Mr Musk’s posts saw the value of a single Dogecoin spike as much as 42pc to £0.0425, up from £0.03 before he began tweeting about it this morning.
UK needs a strategy on ‘critical’ emerging technology, parliamentary committee warns
The UK needs a strategy on how it deals with emerging technology such as artificial intelligence and quantum computing to avoid another “supplier squeeze” such as the one experienced with Huawei and its 5G equipment.
That’s the verdict of the Science and Technology Select Committee which today published its report into the country’s dependence on just two 5G vendors.
The committee is calling on the Government to “identify critical emerging technologies” in order to prevent a similar “supplier squeeze” to the one the country experienced with 5G.
Telecoms experts have warned that the Government’s decision to allow installation of Huawei equipment before banning its use will be costly and is likely to delay the rollout of 5G networks.
“We must learn from this experience to avoid making our economy and security vulnerable from a lack of acceptable alternatives in emerging technologies,” said Greg Clark, the chair of the committee.
“AI and quantum technologies are just two examples of fields of development which can greatly advance the prospects for our economy and society, but can pose potential threats,” he added.
Elon Musk has ended his Twitter break
Elon Musk has returned to Twitter, ending a break that lasted just two days, and has immediately sent the price of a cryptocurrency soaring.
Mr Musk announced on Tuesday that he would be “off Twitter for a while.” He resumed tweeting this morning, posting about his space company SpaceX’s latest experiments.
He also tweeted “Doge,” a reference to the Dogecoin cryptocurrency. His social media post sent the value of a single Dogecoin soaring as high as 22pc to £0.0359.
Mr Musk seemed pleased with his efforts.
Parler boss says he was fired by board
Parler, the “free speech” social media app that received a flood of users after the US Capitol riots, has been struggling to return to the internet for weeks.

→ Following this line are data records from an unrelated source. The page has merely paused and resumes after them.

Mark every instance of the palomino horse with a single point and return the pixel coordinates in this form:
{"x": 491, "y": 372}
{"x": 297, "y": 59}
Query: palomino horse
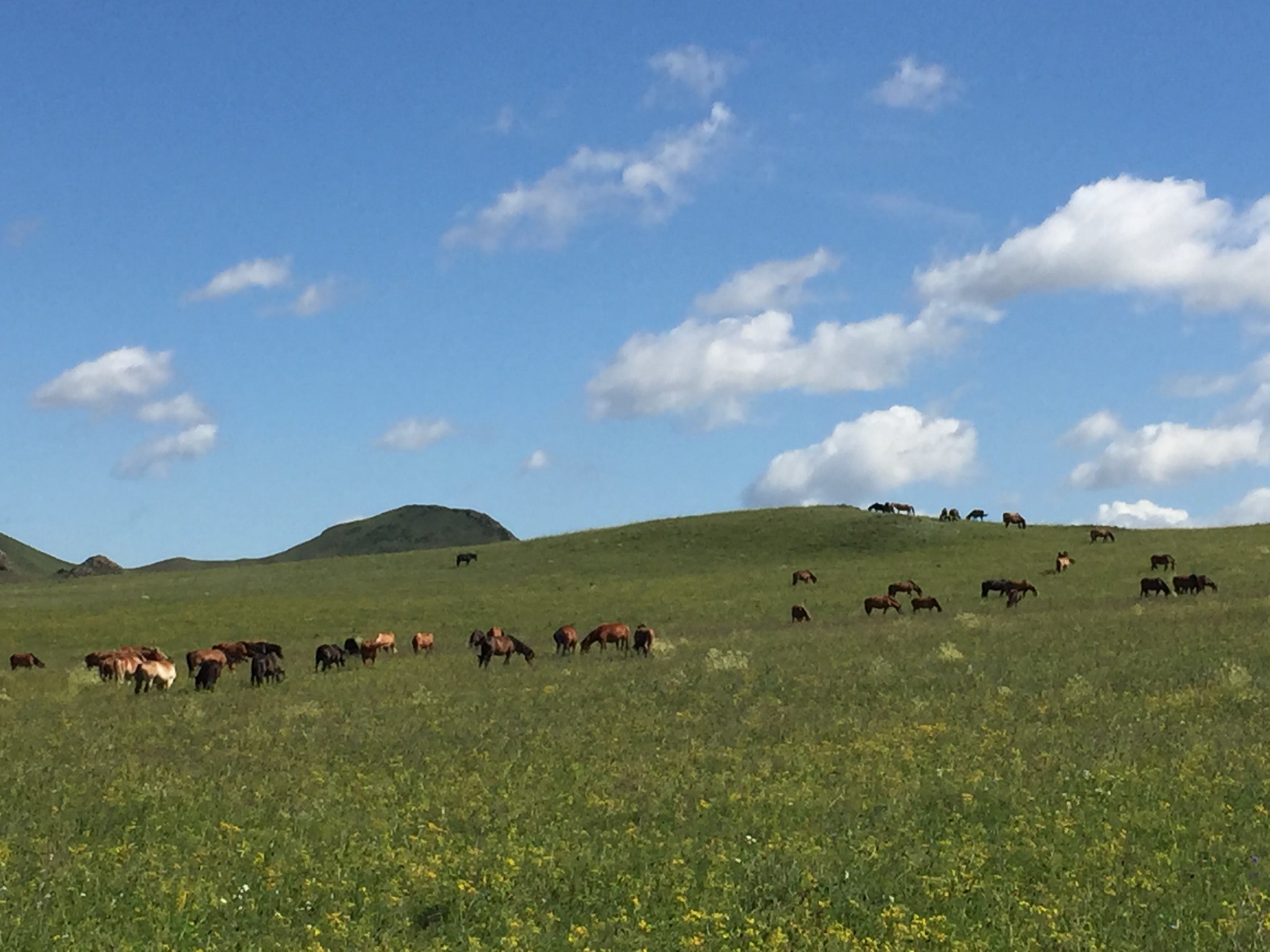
{"x": 614, "y": 632}
{"x": 908, "y": 588}
{"x": 566, "y": 639}
{"x": 882, "y": 602}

Now, chief executive John Matze says he was fired by the company’s board without a settlement.
“On January 29, 2021, the Parler board controlled by Rebekah Mercer decided to immediately terminate my position as CEO of Parler. I did not participate in this decision,” Mr Matze said in a memo sent to Parler staff seen by Reuters.
The app has been offline for weeks after Amazon yanked its web hosting services and both Apple and Google removed it from their virtual app stores.

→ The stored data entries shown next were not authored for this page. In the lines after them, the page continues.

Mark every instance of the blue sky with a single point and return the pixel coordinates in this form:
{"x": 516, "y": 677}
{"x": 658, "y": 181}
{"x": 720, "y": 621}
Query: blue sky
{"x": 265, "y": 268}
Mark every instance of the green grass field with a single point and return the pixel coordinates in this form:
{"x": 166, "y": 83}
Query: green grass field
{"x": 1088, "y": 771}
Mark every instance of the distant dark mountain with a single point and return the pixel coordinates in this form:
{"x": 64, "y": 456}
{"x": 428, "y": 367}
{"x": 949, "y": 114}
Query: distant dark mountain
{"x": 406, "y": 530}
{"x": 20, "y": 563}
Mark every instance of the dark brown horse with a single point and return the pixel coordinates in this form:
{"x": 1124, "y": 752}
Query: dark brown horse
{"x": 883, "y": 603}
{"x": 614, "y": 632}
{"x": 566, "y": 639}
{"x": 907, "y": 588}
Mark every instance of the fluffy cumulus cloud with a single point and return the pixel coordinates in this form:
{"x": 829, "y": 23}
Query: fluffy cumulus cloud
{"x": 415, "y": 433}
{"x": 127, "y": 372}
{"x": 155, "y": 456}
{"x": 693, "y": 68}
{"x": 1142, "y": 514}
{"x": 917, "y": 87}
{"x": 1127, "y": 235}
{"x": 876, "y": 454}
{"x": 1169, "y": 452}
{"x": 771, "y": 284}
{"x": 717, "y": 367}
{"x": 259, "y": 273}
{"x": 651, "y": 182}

The technology companies said they decided to pull their support for the app over what they described as lax moderation policies that allowed posts supporting violence to stay online.
Five things to start your day
1) Amazon’s British revenues soared 51pc last year The company raked in £290 for every man, woman and child
2) Parler’s chief executive was fired by the social network’s board It came as the company seeks to get its services back online after being dumped by Amazon Web Services
3) Facebook has been blocked in Myanmar Military leaders who seized power in a coup several days ago ordered internet providers to block the service
4) Apple and Hyundai-Kia are reportedly pushing closer to a car deal CNBC reports that the forthcoming Apple Car, which will be built in North America, will be fully autonomous
5) The space rivalry between Elon Musk and Jeff Bezos is set to heat up Bezos will devote more time to his rocket company Blue Origin after stepping down as Amazon boss
Coming up today
Snapchat, Pinterest and Unity will announce their latest results this evening.